Effie Caldarola

Effie Caldarola

Although I’ve purchased plenty of groceries in a lifetime, last week was the first time I searched for halal meat.

My Ignatian faith-sharing group is once again sponsoring a refugee family, and part of our welcome to them — besides a furnished apartment, bus passes and friendship — is a well-stocked kitchen. The resettlement agency, Lutheran Family Services, gave us an extensive grocery list, and I was tasked with the shopping. Included on the list for this Muslim family was halal lamb, beef and chicken.

When I was a kid growing up in Nebraska, I’d guess you couldn’t have found halal meat in Omaha to save your life. Today, a Google search reveals plenty of places in this city that sell halal products, and several restaurants that prepare it. If you don’t think the country is rapidly changing, check your local listings.

In case you don’t know, “halal” is an Arabic word that means “permissible.” The method of butchering is important — God’s name is invoked and very sharp knives make the process humane. The animal must be conscious, the throat slit. Pork and certain cuts like the hindquarters are not permissible. The animal must have been fed a natural diet without animal byproducts, and is bled dry, as Muslims do not eat blood.

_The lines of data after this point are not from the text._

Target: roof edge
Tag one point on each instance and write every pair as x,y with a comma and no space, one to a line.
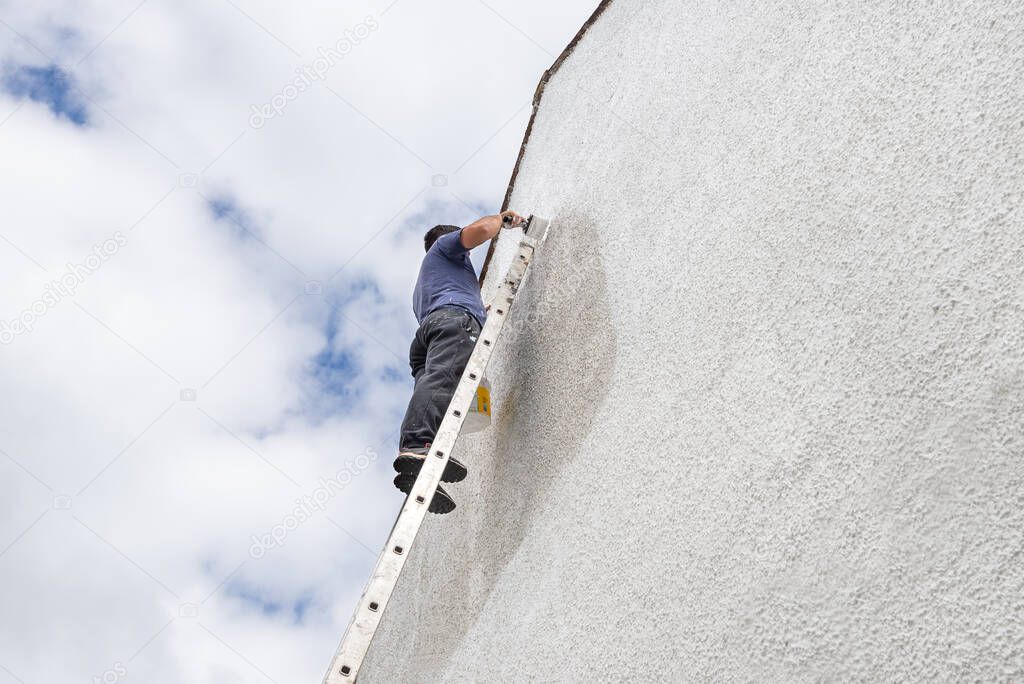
538,94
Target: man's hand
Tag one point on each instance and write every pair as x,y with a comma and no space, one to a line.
484,228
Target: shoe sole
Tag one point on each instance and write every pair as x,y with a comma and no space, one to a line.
440,504
411,464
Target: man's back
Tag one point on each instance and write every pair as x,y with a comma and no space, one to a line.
446,279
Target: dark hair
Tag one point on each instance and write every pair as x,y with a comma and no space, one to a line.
435,232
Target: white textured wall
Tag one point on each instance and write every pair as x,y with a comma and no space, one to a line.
761,416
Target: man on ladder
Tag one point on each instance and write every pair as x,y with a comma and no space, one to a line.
448,306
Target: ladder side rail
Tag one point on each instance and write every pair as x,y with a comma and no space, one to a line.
355,643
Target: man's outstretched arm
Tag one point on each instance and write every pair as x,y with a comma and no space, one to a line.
484,228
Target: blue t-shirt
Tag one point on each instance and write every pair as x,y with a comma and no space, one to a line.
446,278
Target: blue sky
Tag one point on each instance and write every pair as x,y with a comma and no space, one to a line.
213,221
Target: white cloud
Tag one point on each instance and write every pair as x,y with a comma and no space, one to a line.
123,503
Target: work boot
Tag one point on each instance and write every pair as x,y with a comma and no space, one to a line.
411,460
441,503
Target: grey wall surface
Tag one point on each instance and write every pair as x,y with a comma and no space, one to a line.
759,416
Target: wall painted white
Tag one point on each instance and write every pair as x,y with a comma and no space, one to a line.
761,416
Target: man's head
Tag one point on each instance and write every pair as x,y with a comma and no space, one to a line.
435,232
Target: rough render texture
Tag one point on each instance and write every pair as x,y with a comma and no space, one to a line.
759,415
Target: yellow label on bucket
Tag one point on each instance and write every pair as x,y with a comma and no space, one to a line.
483,399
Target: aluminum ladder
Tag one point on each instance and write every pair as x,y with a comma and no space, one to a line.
354,644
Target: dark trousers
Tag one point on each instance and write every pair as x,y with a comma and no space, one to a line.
438,355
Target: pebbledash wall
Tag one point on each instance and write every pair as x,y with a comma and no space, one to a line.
760,416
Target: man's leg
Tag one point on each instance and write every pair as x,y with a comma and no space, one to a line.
449,336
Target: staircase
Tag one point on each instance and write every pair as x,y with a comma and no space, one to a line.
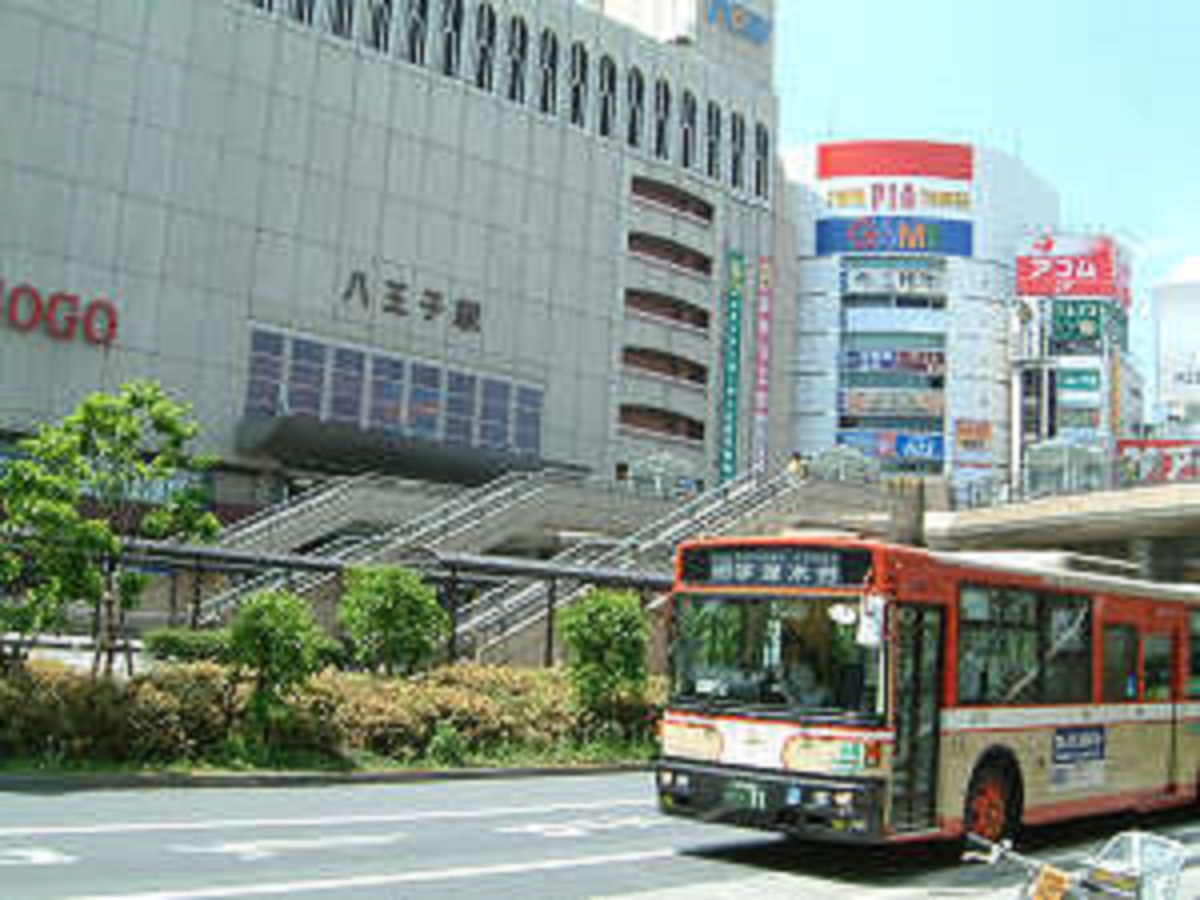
450,526
516,606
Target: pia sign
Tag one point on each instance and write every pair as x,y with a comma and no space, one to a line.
894,234
741,19
60,315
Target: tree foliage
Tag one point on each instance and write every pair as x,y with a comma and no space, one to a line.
393,618
275,636
606,636
77,491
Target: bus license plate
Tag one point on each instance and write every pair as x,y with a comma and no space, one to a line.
745,795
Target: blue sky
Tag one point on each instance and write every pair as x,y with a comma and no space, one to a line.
1101,97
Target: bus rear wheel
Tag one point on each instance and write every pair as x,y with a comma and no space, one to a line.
993,808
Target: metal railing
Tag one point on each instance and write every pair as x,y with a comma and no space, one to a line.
457,515
517,604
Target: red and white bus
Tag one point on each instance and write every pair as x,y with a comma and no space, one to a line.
849,689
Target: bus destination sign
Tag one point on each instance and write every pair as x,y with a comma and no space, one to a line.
777,567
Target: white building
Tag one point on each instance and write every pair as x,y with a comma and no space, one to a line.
1177,321
905,310
442,238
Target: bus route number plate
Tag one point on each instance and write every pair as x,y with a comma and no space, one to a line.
745,795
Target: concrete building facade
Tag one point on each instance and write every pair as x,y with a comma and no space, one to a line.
432,237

If it sounds a lot like kosher meat, it is, and apparently some Muslims will purchase kosher in a pinch, a fact I found comforting.

I visited the only halal shop selling fresh meat — the others all sold frozen. However, entering the store, I encountered two large meat cabinets, completely empty. Fresh meat, I was told by the young man behind the counter, arrived on Thursday. I was shopping on Monday.

But he did have some frozen chicken, so I left with one scrawny chicken and little information on where to go next. Google led me to a shop just a few miles from my house. This time, I called first to check availability.

When I arrived at the tiny store, a woman in a traditional head covering was chatting animatedly to the proprietor in a language I didn’t recognize. When she left, I told him I was the person who had called needing halal meat for some friends.

After piling up ground beef, stew meat, and lamb on the counter, he looked at me — into my blue Irish eyes — and asked, “Your friends?”

Perhaps he couldn’t imagine me going home to throw some halal lamb on the grill as I popped open a Guinness. I explained that I was buying food for some refugees, future friends. He nodded knowingly. Omaha has many refugees, although in some parts of town they’re invisible.

He told me he was originally from Lebanon. “I’ve heard it’s very beautiful there,” I said, wanting to say something. “All of God’s earth is beautiful,” he replied. “It’s what we do with it …”

Before I left the store, I purchased some imported date cookies that had Arabic writing on the packaging. Perhaps the sight of a familiar pastry would be reassuring, I reasoned.

Later, I chuckled at how preposterous this sounded. If I were fleeing from a refugee camp where I’d been sequestered for two years to a country where I didn’t speak the language, how much comfort would an Oreo offer?

Still, I realized, we do the little things we can. The cookies were an offering of hospitality and hope from my group to this family. When Jesus said, “I was a stranger and you welcomed me,” he didn’t issue any big guidelines. He just asked us to try.